The Summons
- Author: John Grisham
- Language: English
- Genre: Legal thriller novel
- Publisher: Doubleday
- Publication date: 2002
- Publication place: United States
- Media type: Print (Hardback & Paperback)
- Pages: 373
- ISBN: 0-385-50382-2
- OCLC: 48258563
- Dewey Decimal: 813/.54 21
- LC Class: PS3557.R5355 S86 2002b

= The Summons (Grisham novel) =

2002 novel by John Grisham

The Summons is a legal thriller novel written by American author John Grisham, first published in February 2002. Known for his courtroom dramas, Grisham once again explores the legal world in this novel, though with a significant departure into family dynamics and mystery.

==Plot summary==

The main character, Ray Atlee, is a law professor with a good salary at the University of Virginia. He has a brother, Forrest, and a father, known to many as Judge Reuben V. Atlee. Ray is sent to his father's house in Clanton, Mississippi, to discuss issues regarding the old man's will and estate. To do this, Ray has to go to fictional Ford County, Mississippi, the setting for four of John Grisham's other books including A Time To Kill. When he finds his father dead in the study, Ray discovers a sum of over $3 million in the house, money which is not part of Judge Atlee's will. Ray immediately thinks the money is "dirty" because his father could not possibly have made so much money in his career.

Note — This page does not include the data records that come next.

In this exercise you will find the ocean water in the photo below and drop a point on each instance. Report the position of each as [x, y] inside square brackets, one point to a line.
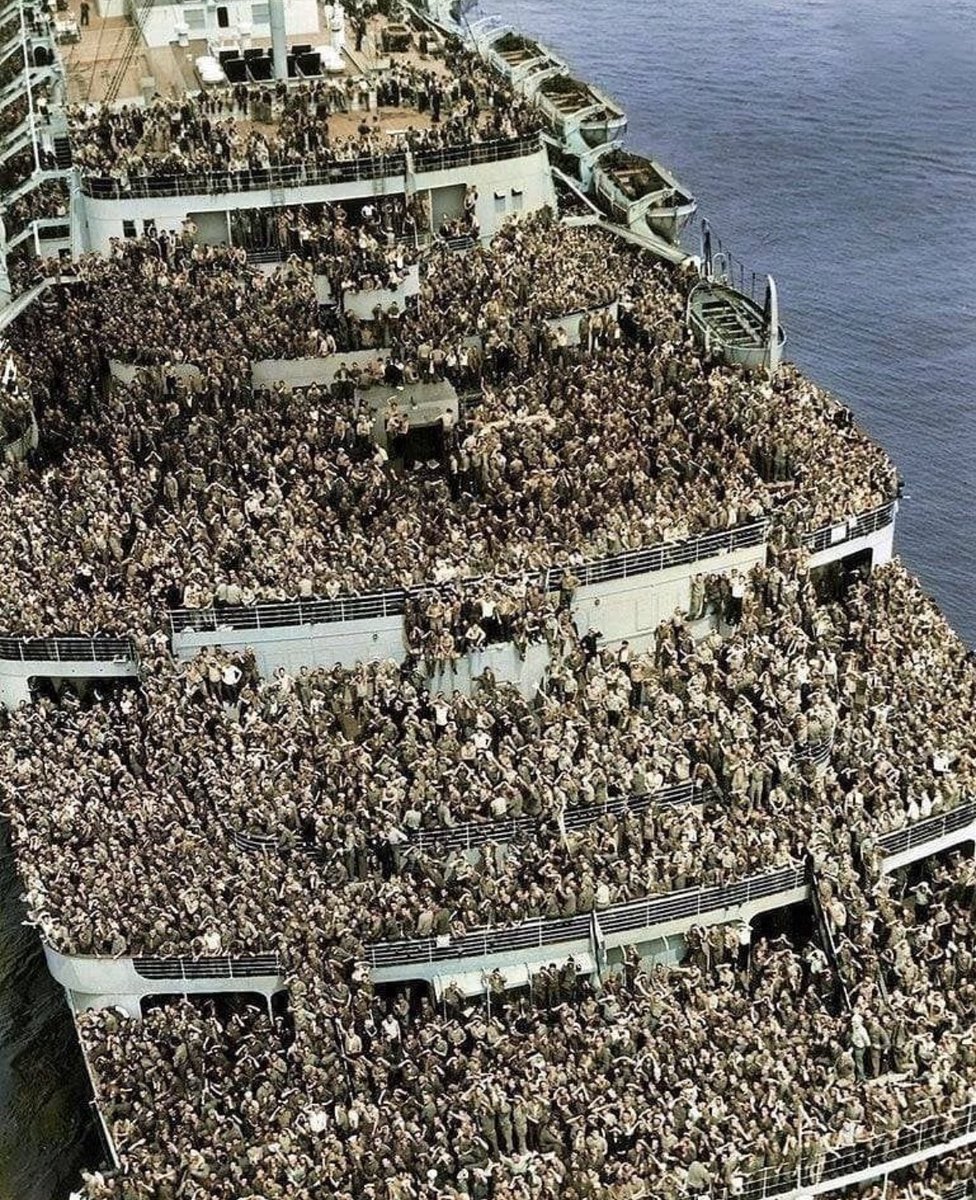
[828, 142]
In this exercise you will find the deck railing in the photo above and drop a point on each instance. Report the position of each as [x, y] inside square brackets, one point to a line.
[542, 933]
[872, 1156]
[67, 649]
[214, 183]
[366, 169]
[846, 531]
[371, 605]
[472, 834]
[928, 829]
[215, 967]
[474, 154]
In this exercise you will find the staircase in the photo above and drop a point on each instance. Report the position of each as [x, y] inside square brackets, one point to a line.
[63, 151]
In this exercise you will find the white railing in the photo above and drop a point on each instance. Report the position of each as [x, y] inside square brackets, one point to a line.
[371, 605]
[927, 1138]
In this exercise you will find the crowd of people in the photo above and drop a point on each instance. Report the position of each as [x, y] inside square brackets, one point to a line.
[15, 397]
[451, 101]
[183, 484]
[369, 253]
[353, 763]
[662, 1081]
[204, 810]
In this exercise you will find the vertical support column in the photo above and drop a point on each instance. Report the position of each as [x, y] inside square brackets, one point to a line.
[279, 40]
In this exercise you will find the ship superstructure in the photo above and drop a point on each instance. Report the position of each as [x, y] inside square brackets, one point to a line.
[438, 609]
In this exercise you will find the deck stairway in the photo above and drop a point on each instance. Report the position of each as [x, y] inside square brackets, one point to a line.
[63, 151]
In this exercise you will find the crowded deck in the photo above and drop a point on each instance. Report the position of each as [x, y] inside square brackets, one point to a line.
[467, 737]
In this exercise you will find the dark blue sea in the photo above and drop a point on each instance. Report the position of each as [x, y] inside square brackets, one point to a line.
[831, 143]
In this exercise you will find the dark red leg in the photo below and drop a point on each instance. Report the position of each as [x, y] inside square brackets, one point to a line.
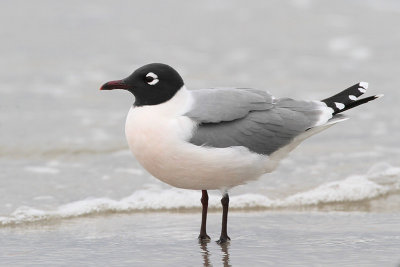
[204, 201]
[224, 232]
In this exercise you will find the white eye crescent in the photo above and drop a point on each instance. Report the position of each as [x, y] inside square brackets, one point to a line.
[151, 78]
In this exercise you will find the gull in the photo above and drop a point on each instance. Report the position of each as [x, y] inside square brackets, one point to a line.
[216, 139]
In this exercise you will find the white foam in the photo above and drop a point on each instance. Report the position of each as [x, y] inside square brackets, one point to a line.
[364, 85]
[339, 105]
[380, 180]
[42, 169]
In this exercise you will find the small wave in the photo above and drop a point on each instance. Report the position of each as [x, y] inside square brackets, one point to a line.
[352, 189]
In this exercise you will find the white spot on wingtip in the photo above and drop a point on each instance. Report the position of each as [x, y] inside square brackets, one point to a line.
[339, 105]
[364, 85]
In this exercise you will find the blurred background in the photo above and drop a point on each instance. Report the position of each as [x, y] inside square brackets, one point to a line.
[62, 140]
[334, 201]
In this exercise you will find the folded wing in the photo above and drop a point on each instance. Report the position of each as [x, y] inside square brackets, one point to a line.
[252, 118]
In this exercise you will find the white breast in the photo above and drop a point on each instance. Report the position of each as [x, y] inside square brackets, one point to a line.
[157, 135]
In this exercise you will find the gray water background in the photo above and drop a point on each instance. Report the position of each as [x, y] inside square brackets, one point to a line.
[62, 140]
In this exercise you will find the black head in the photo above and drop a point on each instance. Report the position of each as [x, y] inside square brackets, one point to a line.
[151, 84]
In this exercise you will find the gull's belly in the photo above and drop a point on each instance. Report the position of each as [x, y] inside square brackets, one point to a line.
[159, 144]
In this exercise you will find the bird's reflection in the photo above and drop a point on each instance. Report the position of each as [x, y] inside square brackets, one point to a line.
[206, 253]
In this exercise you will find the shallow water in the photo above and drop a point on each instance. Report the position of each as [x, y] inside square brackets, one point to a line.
[63, 153]
[258, 239]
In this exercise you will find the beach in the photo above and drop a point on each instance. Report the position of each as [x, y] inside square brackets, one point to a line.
[71, 192]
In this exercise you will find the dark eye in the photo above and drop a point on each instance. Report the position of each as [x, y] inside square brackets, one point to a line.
[151, 78]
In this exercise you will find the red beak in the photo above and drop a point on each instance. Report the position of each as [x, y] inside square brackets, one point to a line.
[120, 84]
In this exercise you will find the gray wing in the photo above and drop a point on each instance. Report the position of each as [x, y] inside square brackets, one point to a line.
[227, 104]
[261, 127]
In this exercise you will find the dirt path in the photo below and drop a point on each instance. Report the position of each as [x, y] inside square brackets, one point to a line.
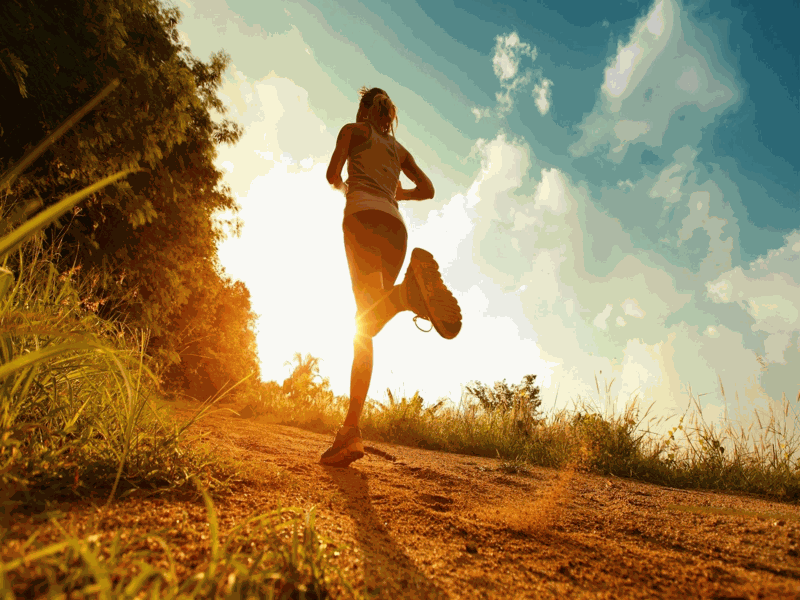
[434, 525]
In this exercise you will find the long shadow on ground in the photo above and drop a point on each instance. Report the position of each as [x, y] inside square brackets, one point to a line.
[388, 570]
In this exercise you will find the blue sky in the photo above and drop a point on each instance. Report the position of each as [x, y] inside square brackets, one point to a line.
[617, 188]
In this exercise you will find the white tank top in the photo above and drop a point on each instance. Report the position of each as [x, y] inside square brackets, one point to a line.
[373, 170]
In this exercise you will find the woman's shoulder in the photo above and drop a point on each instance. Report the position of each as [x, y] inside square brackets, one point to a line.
[358, 128]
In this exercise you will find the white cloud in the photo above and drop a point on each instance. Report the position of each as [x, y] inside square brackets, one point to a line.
[600, 321]
[631, 308]
[769, 290]
[658, 70]
[509, 51]
[543, 95]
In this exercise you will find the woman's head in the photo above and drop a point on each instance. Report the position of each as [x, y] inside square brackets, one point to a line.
[377, 107]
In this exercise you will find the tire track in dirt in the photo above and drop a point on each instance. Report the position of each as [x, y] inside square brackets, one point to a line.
[435, 525]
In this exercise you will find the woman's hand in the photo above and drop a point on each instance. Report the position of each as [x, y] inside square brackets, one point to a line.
[339, 185]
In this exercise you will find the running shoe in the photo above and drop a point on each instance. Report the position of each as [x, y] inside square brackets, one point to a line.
[428, 296]
[347, 447]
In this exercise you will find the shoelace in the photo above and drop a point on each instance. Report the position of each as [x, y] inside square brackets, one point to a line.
[420, 328]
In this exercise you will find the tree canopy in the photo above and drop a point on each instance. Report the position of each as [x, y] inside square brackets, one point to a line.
[150, 242]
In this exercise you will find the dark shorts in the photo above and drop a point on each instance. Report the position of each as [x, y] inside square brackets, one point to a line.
[375, 243]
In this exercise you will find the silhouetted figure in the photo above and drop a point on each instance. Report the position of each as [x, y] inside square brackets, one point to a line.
[375, 241]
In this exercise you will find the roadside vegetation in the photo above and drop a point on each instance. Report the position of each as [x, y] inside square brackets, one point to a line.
[112, 303]
[506, 421]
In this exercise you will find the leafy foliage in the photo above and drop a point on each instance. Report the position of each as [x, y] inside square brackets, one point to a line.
[148, 244]
[305, 382]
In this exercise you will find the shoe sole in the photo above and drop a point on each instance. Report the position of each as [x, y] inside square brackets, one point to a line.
[346, 455]
[424, 268]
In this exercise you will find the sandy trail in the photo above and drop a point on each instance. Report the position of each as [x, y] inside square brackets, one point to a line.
[435, 525]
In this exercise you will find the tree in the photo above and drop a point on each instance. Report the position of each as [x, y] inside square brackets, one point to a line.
[149, 242]
[522, 397]
[305, 382]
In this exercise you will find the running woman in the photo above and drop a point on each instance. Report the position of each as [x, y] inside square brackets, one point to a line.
[375, 241]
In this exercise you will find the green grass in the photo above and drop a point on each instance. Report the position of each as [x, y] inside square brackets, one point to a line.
[762, 458]
[275, 555]
[80, 416]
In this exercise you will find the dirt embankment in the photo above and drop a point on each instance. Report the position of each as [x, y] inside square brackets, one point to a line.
[434, 525]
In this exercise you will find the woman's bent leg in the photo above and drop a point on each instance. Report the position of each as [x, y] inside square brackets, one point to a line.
[376, 249]
[360, 377]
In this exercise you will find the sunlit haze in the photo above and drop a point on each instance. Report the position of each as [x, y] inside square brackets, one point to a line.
[616, 191]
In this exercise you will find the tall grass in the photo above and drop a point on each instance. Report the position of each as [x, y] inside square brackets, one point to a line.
[594, 435]
[76, 397]
[276, 555]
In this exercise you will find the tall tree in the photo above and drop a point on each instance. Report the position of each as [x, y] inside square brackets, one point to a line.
[144, 240]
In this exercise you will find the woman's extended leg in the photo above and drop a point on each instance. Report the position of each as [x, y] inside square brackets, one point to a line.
[376, 252]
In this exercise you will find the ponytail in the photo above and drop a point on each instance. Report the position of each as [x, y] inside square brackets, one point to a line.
[381, 111]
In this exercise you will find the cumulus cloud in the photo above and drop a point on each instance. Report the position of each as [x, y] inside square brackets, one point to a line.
[507, 58]
[656, 72]
[769, 291]
[541, 91]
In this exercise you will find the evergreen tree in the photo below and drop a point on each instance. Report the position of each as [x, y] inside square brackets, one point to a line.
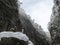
[54, 24]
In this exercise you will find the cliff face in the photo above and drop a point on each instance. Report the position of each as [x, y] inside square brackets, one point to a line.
[11, 20]
[54, 24]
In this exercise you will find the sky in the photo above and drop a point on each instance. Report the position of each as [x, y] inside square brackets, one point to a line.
[39, 10]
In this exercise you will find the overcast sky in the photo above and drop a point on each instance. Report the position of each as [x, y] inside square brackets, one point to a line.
[40, 10]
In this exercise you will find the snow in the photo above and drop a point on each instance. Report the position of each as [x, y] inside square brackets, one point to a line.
[18, 35]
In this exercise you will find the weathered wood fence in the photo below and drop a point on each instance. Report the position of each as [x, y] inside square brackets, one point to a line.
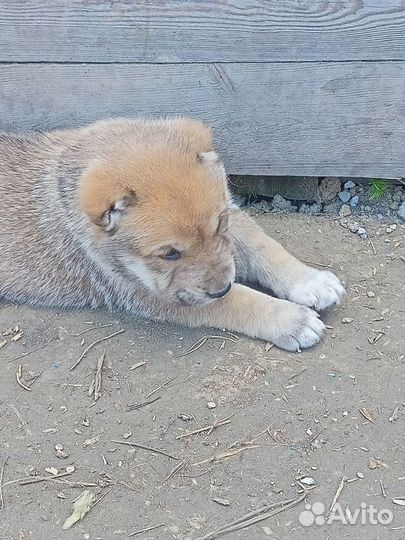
[292, 87]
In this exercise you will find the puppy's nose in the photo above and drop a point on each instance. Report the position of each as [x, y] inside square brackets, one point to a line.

Assuming that he is the only one who knows about the money, Ray decides to take it without making it officially part of the estate, and does not tell anyone about it: he knows that if he made it a part of the estate, taxes would take most of the money. But later reality proves otherwise. Ray is being followed; someone else knows about the money. After his own investigations into the roots of the money and the identity of his shadow—including trips to casinos and shady meetings with prominent southern lawyers—he eventually discovers that Forrest has the money. He finds Forrest in a drug rehab compound and confronts him. At the end both part, with Forrest telling Ray that he will contact him in a year.